Complaining that standards for the behaviour of insurance salesmen were much higher than for other retail sectors, he said no one who went to buy a car was asked to spend 90 minutes so that the salesman could decide whether they needed it.
"If someone goes for a job the employer does not have to tell them that they could get £20 a week more if they go somewhere else down the road," he added.
Mr Boleat acknowledged that the industry would have to act quickly to pay compensation to those entitled to it to restore confidence in its activities.
However, he added: "The cost of redress is not going to be met by some great compensator in the sky. The only people who can meet the bulk of this cost for sales made by life offices or their representatives are other policy-holders." Warning that the effect of the compensation bill would be felt by his members for years to come, he said:
"In the longer term it is not tenable to have a system that leads to a significant number of failure each year.
"This causes another group of institutions, subject to a far more onerous regulatory framework, to have to meet a substantial compensation bill."
Mr Boleat blamed the mis-selling scandal on several factors, including poor regulation and a lack of understanding of just how successful personal pensions would be when they were first introduced in 1988.

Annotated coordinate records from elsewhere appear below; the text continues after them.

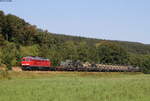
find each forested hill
[0,11,150,72]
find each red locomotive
[21,56,52,70]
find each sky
[0,0,150,44]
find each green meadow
[0,72,150,101]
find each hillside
[0,11,150,72]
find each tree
[97,41,128,64]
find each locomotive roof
[24,56,49,60]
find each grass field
[0,72,150,101]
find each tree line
[0,11,150,73]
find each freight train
[21,56,140,72]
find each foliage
[0,72,150,101]
[97,41,128,64]
[0,11,150,73]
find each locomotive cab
[21,56,51,70]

"Inevitably, when there is a new market some mistakes are made, and when the volume of business greatly exceeds the highest expectations, the scope for mistakes is magnified. Mistakes duly occurred."
He argued that one reason for the attraction of personal pensions had been the historically tiny benefits paid out by occupational schemes to individuals who changed jobs regularly.
One manager of a large company scheme who asked not to be named, said:
"It's what we have come to expect from him. It's all good knock-about. The problem is that if he does not accept responsibility for what happened his side of the industry will never regain the public's confidence."